Former Democratic Congresswoman Tulsi Gabbard has resigned from her position as Director of National Intelligence effective June 30, 2025, citing the recent diagnosis of her husband, Abraham, with an extremely rare form of bone cancer.
In a resignation letter to President Trump, Gabbard stated that she could not in good conscience ask her husband to face this health crisis alone while she continued in her role. The letter noted that Abraham had been her steadfast support throughout their marriage, including during her deployment to East Africa on a Joint Special Operations mission and through multiple political campaigns.
Principal Deputy Director of National Intelligence Aaron Lukas will serve as acting director. President Trump described Gabbard’s tenure as “incredible” and referred to her departure as “unfortunate.”

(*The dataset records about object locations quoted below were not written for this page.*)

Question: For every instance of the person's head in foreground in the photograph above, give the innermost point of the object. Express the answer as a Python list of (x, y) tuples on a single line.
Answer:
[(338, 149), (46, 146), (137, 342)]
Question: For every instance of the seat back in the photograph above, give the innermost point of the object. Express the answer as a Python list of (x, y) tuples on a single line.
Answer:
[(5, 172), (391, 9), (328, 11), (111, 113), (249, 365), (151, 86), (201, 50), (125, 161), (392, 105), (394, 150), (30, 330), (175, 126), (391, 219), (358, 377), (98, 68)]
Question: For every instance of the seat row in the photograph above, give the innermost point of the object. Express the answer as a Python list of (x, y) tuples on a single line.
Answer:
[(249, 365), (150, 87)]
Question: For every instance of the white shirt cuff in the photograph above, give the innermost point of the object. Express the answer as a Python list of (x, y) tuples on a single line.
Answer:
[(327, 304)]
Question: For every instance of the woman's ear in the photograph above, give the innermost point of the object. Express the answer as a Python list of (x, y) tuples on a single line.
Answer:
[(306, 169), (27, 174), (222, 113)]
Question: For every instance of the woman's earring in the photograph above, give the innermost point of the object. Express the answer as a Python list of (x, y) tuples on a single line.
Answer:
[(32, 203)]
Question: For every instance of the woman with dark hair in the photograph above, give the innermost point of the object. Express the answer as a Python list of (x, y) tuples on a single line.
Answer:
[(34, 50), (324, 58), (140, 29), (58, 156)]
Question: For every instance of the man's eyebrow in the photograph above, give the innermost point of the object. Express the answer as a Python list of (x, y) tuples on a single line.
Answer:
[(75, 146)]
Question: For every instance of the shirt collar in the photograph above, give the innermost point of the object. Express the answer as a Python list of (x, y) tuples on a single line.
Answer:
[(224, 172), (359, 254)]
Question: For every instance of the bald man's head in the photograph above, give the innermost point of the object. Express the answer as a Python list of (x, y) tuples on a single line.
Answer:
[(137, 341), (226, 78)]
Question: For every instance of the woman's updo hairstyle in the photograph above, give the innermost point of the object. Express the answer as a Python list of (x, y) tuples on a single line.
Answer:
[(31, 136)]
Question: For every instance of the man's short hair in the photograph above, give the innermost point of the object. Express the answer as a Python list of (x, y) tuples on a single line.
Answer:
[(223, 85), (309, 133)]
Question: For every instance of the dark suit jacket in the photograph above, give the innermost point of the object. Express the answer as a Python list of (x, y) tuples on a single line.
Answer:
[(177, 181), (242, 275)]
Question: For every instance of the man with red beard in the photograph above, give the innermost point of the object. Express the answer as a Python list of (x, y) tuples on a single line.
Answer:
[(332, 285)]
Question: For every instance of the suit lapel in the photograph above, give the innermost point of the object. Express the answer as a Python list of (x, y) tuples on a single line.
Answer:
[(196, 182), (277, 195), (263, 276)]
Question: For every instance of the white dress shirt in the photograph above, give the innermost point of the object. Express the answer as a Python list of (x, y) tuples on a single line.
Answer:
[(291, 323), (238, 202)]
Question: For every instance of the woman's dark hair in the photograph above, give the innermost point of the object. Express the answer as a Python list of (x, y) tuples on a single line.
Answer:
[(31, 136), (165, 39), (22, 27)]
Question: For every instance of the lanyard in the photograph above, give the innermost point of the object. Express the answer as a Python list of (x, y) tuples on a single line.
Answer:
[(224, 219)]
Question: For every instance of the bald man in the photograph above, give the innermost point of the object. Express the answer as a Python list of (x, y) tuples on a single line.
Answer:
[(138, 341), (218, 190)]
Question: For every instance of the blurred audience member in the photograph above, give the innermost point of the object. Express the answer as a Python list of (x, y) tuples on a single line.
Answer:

During her time in the DNI role, Gabbard declassified over half a million pages of classified government records, including documents related to the JFK and RFK assassinations and the origins of the Trump-Russia “Crossfire Hurricane” probe. She also dismantled DEI programs across the intelligence community, created the first-ever Weaponization Working Group, and restructured operations to save taxpayers more than $700 million annually. Her National Counterterrorism Center prevented over 10,000 individuals with narco-terrorism ties from entering the country in 2025 and placed more than 85,000 on the terror watchlist.
Gabbard was nominated by President Trump for the DNI position in early 2025 after her military service during a Joint Special Operations mission in East Africa.